As últimas informações sobre a relação do neofascismo bolsonarista com a ABIN, e a cumplicidade desta última com o GSI, devem servir de exemplos para sérias medidas do governo. As forças da esquerda revolucionária, dos segmentos progressistas e democráticos devem denunciar no Brasil e no mundo o papel dos neofascistas dentro dos órgãos de segurança. E, para além disso, é importante que o governo Lula corte relações com os setores de segurança de Israel, que estimulam os serviços de espionagem no Brasil. Esses segmentos sempre estão a serviço do neofascismo e da extrema direita.

Enfrentar nas ruas o neofascismo é a lógica que deve mobilizar a esquerda revolucionária, suas organizações e aliados. Hoje, se faz necessário constituir um amplo instrumento de frente única desses setores político-sociais. Mas não podemos deixar de compreender que, onde a social-democracia capitula à ordem da ideologia neoliberal da austeridade fiscal, a classe trabalhadora e segmentos populares são seduzidos pelo projeto da extrema direita e do neofascismo. 

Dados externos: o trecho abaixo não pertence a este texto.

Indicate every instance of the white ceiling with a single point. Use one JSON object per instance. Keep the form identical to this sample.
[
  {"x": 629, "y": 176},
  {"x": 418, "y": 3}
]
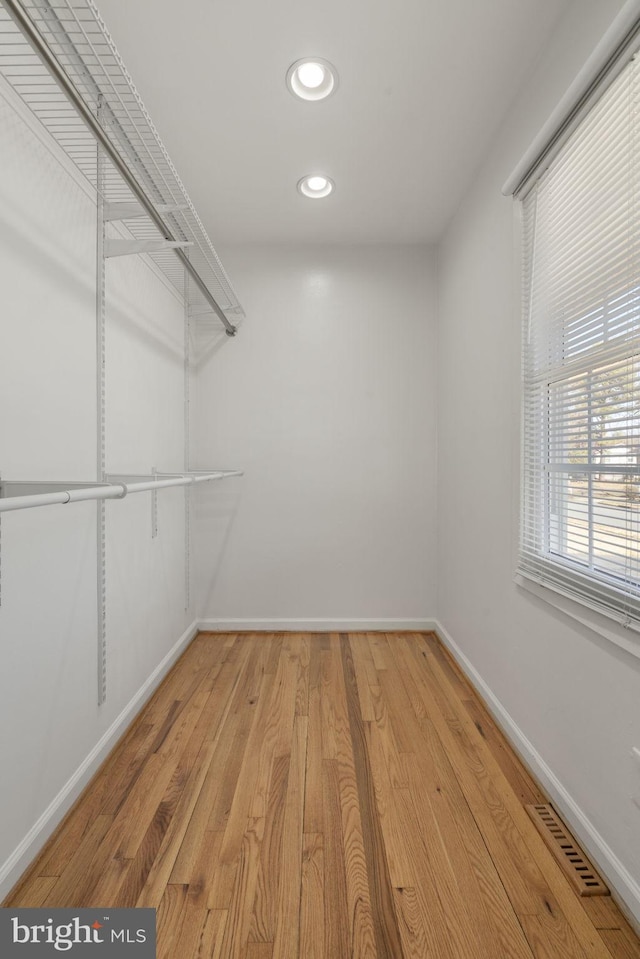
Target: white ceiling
[{"x": 423, "y": 86}]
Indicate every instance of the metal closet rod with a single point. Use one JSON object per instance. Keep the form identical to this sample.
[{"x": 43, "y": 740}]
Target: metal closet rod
[
  {"x": 107, "y": 491},
  {"x": 30, "y": 31}
]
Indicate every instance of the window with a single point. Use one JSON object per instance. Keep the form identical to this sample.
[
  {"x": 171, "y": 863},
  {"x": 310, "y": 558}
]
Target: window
[{"x": 580, "y": 528}]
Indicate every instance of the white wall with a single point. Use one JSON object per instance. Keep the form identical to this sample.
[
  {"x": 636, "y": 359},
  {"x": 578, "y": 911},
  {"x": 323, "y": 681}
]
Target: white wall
[
  {"x": 327, "y": 400},
  {"x": 51, "y": 726},
  {"x": 574, "y": 695}
]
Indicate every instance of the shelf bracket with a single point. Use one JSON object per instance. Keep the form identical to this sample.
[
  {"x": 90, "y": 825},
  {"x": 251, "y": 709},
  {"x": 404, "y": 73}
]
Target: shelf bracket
[
  {"x": 132, "y": 210},
  {"x": 132, "y": 247},
  {"x": 154, "y": 506}
]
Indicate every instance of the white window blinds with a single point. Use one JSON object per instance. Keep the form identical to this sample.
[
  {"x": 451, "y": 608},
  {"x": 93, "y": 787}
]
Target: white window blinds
[{"x": 580, "y": 524}]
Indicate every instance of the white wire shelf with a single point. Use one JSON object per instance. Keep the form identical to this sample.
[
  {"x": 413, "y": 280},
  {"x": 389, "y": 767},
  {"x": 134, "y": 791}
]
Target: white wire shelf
[
  {"x": 79, "y": 41},
  {"x": 28, "y": 494}
]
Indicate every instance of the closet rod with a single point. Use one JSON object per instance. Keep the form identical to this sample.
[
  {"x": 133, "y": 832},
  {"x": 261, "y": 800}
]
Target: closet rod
[
  {"x": 32, "y": 34},
  {"x": 107, "y": 491}
]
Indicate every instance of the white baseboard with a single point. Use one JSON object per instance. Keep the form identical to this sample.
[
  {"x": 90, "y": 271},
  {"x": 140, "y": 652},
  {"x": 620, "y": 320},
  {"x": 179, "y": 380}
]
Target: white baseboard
[
  {"x": 35, "y": 839},
  {"x": 626, "y": 888},
  {"x": 314, "y": 625}
]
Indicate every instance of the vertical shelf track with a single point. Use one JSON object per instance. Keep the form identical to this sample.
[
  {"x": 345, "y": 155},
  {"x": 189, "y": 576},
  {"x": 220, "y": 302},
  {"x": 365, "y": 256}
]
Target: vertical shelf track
[
  {"x": 59, "y": 58},
  {"x": 101, "y": 441},
  {"x": 187, "y": 444}
]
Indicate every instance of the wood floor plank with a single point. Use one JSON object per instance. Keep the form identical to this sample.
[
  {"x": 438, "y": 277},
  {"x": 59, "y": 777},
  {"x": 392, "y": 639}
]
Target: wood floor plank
[
  {"x": 287, "y": 936},
  {"x": 312, "y": 897},
  {"x": 621, "y": 944},
  {"x": 169, "y": 919},
  {"x": 313, "y": 781},
  {"x": 390, "y": 814},
  {"x": 497, "y": 801},
  {"x": 264, "y": 915},
  {"x": 236, "y": 934},
  {"x": 385, "y": 924},
  {"x": 336, "y": 920}
]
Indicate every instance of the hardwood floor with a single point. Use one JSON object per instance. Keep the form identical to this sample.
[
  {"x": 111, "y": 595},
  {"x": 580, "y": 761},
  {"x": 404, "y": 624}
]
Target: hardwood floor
[{"x": 323, "y": 797}]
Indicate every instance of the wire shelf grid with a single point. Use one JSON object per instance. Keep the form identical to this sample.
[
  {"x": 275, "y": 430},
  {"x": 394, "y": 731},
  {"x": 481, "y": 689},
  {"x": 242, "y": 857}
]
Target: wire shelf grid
[{"x": 77, "y": 36}]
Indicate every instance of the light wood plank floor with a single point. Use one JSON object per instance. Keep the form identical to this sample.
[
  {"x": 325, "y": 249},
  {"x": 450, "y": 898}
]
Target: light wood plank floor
[{"x": 323, "y": 797}]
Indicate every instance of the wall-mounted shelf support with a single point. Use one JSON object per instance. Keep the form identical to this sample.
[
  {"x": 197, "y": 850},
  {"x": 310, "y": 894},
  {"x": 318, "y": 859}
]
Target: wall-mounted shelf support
[
  {"x": 130, "y": 211},
  {"x": 86, "y": 75},
  {"x": 27, "y": 494}
]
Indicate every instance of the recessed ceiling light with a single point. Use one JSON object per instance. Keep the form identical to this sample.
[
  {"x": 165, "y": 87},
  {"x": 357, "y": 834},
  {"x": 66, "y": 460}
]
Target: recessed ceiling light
[
  {"x": 312, "y": 78},
  {"x": 315, "y": 186}
]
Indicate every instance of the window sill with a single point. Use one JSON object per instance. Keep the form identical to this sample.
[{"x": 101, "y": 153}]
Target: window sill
[{"x": 625, "y": 638}]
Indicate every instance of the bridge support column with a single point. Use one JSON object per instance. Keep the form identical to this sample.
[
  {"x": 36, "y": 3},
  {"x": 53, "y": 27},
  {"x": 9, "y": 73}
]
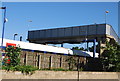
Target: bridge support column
[
  {"x": 87, "y": 46},
  {"x": 61, "y": 45}
]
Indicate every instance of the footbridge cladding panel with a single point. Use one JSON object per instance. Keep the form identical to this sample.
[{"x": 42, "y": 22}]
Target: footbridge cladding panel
[{"x": 72, "y": 34}]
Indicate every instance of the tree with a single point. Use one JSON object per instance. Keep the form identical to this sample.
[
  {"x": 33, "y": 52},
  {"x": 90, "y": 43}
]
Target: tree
[
  {"x": 111, "y": 56},
  {"x": 12, "y": 57}
]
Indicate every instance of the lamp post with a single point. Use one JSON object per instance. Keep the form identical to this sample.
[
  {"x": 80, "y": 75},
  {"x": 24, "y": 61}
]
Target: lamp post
[
  {"x": 15, "y": 35},
  {"x": 20, "y": 38},
  {"x": 106, "y": 16},
  {"x": 3, "y": 24}
]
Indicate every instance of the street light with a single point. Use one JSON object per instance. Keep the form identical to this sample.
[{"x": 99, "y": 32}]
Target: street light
[
  {"x": 3, "y": 24},
  {"x": 15, "y": 35},
  {"x": 20, "y": 38},
  {"x": 106, "y": 16}
]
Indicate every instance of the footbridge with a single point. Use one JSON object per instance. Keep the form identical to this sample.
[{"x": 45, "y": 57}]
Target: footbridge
[{"x": 74, "y": 35}]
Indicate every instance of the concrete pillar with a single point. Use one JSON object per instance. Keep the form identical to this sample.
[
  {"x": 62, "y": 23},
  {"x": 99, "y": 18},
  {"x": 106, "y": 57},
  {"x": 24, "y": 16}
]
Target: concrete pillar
[
  {"x": 39, "y": 61},
  {"x": 26, "y": 58},
  {"x": 61, "y": 45},
  {"x": 87, "y": 46},
  {"x": 94, "y": 48},
  {"x": 50, "y": 62},
  {"x": 99, "y": 48}
]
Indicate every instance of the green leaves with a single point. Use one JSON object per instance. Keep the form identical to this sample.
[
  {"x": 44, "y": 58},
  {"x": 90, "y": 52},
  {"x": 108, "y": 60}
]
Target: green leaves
[{"x": 111, "y": 57}]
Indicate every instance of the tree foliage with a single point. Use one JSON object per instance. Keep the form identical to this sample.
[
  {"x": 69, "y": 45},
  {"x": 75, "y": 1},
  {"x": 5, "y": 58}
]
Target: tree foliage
[
  {"x": 12, "y": 57},
  {"x": 111, "y": 56}
]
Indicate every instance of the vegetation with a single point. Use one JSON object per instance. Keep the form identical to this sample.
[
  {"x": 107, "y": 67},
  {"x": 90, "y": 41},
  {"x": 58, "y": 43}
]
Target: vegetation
[
  {"x": 111, "y": 56},
  {"x": 11, "y": 61}
]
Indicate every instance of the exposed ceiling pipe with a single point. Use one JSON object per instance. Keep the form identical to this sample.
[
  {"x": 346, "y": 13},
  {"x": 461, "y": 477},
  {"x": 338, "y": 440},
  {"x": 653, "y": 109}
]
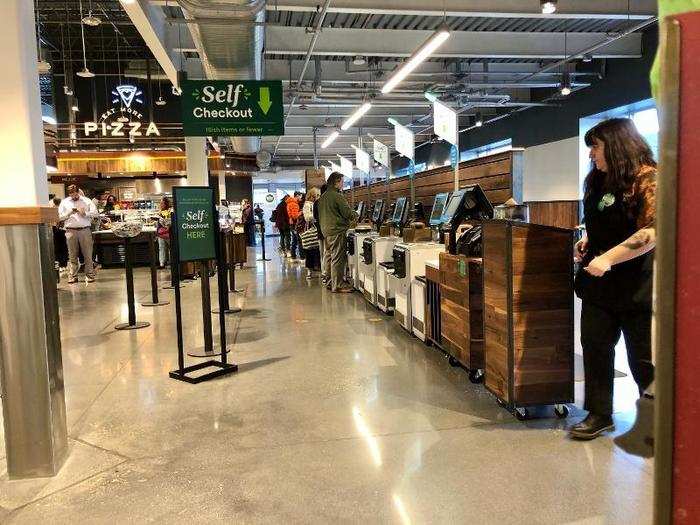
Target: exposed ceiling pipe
[
  {"x": 579, "y": 54},
  {"x": 224, "y": 8},
  {"x": 312, "y": 44}
]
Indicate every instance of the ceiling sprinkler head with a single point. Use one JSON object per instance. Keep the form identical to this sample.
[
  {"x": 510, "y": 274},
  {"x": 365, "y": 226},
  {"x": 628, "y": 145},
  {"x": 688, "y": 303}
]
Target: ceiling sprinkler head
[
  {"x": 85, "y": 73},
  {"x": 91, "y": 20},
  {"x": 548, "y": 6}
]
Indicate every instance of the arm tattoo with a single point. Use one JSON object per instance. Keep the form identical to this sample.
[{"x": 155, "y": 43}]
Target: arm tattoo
[{"x": 639, "y": 240}]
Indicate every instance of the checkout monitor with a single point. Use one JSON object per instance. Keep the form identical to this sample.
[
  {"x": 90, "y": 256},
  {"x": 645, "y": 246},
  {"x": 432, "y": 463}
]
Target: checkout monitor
[
  {"x": 400, "y": 211},
  {"x": 378, "y": 212},
  {"x": 438, "y": 209},
  {"x": 468, "y": 203}
]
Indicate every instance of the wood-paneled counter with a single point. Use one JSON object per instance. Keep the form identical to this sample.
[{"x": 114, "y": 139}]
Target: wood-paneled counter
[
  {"x": 461, "y": 309},
  {"x": 528, "y": 313}
]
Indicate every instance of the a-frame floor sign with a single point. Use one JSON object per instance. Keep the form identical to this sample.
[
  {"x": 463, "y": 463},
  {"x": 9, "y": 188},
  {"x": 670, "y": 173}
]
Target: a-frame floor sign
[{"x": 195, "y": 238}]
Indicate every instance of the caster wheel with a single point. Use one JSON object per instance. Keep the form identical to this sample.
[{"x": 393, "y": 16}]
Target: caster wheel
[
  {"x": 561, "y": 411},
  {"x": 476, "y": 376},
  {"x": 521, "y": 414}
]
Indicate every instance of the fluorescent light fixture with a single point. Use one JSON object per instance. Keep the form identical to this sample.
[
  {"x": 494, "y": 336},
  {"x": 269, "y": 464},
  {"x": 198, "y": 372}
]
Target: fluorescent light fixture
[
  {"x": 424, "y": 51},
  {"x": 364, "y": 108},
  {"x": 330, "y": 139},
  {"x": 566, "y": 85},
  {"x": 548, "y": 6}
]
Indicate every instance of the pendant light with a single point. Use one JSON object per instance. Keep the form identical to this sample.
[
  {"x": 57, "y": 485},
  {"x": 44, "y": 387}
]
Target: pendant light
[
  {"x": 85, "y": 72},
  {"x": 121, "y": 118},
  {"x": 91, "y": 20},
  {"x": 161, "y": 100}
]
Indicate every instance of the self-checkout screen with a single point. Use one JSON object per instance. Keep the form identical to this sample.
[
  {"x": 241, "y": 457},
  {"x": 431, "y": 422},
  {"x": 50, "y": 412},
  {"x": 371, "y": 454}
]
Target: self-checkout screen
[
  {"x": 398, "y": 210},
  {"x": 438, "y": 208},
  {"x": 453, "y": 206},
  {"x": 377, "y": 213}
]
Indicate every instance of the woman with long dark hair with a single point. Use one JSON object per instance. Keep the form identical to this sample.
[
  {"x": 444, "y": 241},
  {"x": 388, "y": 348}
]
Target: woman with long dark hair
[{"x": 615, "y": 279}]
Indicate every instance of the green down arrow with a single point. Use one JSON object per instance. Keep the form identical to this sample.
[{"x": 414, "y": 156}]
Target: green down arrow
[{"x": 264, "y": 101}]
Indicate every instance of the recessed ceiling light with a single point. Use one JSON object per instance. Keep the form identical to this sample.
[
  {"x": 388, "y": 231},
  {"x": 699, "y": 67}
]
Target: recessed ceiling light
[
  {"x": 548, "y": 6},
  {"x": 565, "y": 85},
  {"x": 91, "y": 20}
]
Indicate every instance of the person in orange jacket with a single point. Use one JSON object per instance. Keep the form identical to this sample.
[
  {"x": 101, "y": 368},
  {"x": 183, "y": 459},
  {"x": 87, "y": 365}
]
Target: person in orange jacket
[{"x": 294, "y": 212}]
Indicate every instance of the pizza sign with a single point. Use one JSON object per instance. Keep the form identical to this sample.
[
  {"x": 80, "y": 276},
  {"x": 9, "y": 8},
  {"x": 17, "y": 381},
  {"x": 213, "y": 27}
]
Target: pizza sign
[{"x": 123, "y": 118}]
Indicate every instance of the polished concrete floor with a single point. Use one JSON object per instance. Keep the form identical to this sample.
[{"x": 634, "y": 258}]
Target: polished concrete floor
[{"x": 336, "y": 415}]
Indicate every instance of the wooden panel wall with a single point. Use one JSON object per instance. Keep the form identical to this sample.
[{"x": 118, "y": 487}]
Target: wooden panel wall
[
  {"x": 561, "y": 214},
  {"x": 93, "y": 162},
  {"x": 494, "y": 173}
]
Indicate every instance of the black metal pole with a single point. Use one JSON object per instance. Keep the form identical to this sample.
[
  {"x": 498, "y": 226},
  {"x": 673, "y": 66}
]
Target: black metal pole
[
  {"x": 223, "y": 292},
  {"x": 262, "y": 235},
  {"x": 223, "y": 262},
  {"x": 174, "y": 275},
  {"x": 129, "y": 267},
  {"x": 154, "y": 273},
  {"x": 206, "y": 307},
  {"x": 175, "y": 271}
]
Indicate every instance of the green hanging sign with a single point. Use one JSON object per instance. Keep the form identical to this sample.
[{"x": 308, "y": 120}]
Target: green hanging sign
[
  {"x": 194, "y": 223},
  {"x": 234, "y": 108}
]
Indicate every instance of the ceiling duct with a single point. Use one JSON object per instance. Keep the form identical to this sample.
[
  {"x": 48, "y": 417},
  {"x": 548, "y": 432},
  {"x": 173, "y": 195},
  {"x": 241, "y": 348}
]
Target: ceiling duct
[{"x": 229, "y": 52}]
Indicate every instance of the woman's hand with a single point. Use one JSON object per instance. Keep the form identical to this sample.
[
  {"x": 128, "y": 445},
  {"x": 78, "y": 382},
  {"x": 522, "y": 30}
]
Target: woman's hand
[
  {"x": 580, "y": 249},
  {"x": 599, "y": 266}
]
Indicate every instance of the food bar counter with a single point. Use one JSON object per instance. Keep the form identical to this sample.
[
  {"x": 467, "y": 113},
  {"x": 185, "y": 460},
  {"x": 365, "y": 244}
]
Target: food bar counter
[{"x": 110, "y": 249}]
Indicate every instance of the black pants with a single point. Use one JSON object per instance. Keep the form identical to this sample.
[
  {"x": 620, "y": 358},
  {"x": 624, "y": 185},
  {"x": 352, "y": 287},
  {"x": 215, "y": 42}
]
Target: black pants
[{"x": 600, "y": 332}]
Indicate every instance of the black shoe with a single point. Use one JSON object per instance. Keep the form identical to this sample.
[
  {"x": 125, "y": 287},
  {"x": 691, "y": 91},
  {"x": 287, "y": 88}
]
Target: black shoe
[{"x": 592, "y": 427}]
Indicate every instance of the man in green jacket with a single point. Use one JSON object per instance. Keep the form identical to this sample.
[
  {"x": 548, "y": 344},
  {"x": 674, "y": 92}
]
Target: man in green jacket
[{"x": 335, "y": 216}]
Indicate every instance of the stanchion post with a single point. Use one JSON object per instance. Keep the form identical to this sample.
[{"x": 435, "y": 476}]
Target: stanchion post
[
  {"x": 262, "y": 239},
  {"x": 206, "y": 307},
  {"x": 129, "y": 270},
  {"x": 154, "y": 273},
  {"x": 223, "y": 263}
]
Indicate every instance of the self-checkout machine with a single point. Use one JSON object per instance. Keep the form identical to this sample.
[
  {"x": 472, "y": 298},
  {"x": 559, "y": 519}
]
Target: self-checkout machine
[
  {"x": 355, "y": 238},
  {"x": 365, "y": 263},
  {"x": 420, "y": 314},
  {"x": 383, "y": 256},
  {"x": 409, "y": 259}
]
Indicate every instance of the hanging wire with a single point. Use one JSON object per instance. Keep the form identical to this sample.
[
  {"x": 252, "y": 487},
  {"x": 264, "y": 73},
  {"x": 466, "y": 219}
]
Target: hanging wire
[{"x": 82, "y": 34}]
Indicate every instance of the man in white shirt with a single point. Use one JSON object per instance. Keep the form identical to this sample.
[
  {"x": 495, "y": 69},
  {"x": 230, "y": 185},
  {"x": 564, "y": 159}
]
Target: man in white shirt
[{"x": 77, "y": 213}]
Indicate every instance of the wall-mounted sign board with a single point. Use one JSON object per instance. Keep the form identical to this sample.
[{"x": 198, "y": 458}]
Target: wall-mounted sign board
[
  {"x": 381, "y": 153},
  {"x": 232, "y": 107},
  {"x": 445, "y": 122},
  {"x": 346, "y": 167},
  {"x": 194, "y": 221},
  {"x": 362, "y": 160}
]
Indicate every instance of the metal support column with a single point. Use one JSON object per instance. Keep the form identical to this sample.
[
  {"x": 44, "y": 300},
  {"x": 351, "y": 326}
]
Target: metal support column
[{"x": 31, "y": 368}]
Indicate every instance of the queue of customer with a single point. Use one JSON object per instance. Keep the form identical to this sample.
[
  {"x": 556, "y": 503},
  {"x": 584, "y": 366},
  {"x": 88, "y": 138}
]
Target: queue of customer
[{"x": 319, "y": 232}]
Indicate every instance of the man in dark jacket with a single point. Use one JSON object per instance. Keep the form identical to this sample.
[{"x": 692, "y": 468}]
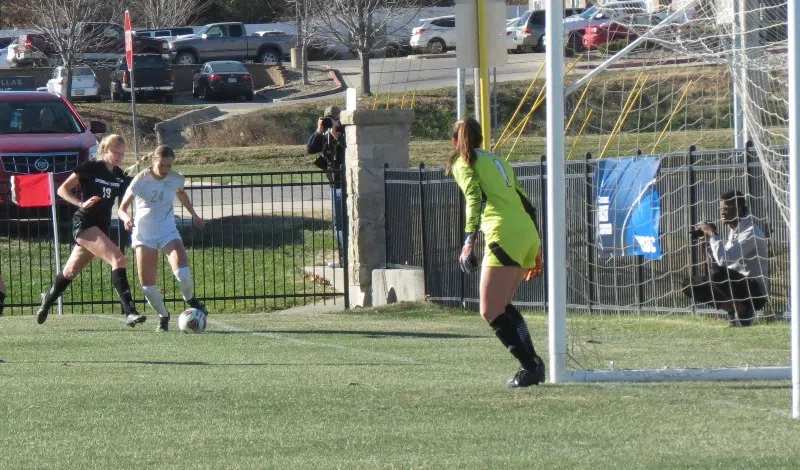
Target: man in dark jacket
[{"x": 329, "y": 142}]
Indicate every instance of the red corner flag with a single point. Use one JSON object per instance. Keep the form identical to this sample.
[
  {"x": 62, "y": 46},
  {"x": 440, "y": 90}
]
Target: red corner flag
[{"x": 31, "y": 190}]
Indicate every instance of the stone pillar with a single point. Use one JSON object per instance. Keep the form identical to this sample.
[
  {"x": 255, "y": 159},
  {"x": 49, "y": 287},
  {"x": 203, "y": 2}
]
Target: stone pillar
[{"x": 374, "y": 138}]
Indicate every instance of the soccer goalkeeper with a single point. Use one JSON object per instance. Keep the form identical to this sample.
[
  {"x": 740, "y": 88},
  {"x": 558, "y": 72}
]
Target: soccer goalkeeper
[{"x": 512, "y": 243}]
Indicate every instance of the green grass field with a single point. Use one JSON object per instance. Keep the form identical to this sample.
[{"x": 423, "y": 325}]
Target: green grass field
[
  {"x": 405, "y": 387},
  {"x": 257, "y": 256}
]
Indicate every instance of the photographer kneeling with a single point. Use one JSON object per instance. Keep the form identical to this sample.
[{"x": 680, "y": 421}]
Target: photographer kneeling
[
  {"x": 737, "y": 279},
  {"x": 328, "y": 140}
]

O mapa da desmobilização da classe trabalhadora e dos setores populares deve ser a preocupação das forças políticas e sociais que querem colocar em movimento a classe que vive da venda de seu trabalho. Ter palavras de ordem que atinjam a subjetividade dos subalternos, organizar um programa mínimo que consiga derrotar o neofascismo e superar a conciliação de classes, esse deve ser o papel fundamental da vanguarda, para que, a partir de dentro da contrarrevolução, possa construir os caminhos da revolução brasileira.

Milton Pinheiro

Cientista Político, professor de história política da UNEB, integra os conselhos editoriais de várias revistas marxistas, é pesquisador na USP. Autor/organizador de oito livros, entre eles: "Ditadura: o que resta da transição"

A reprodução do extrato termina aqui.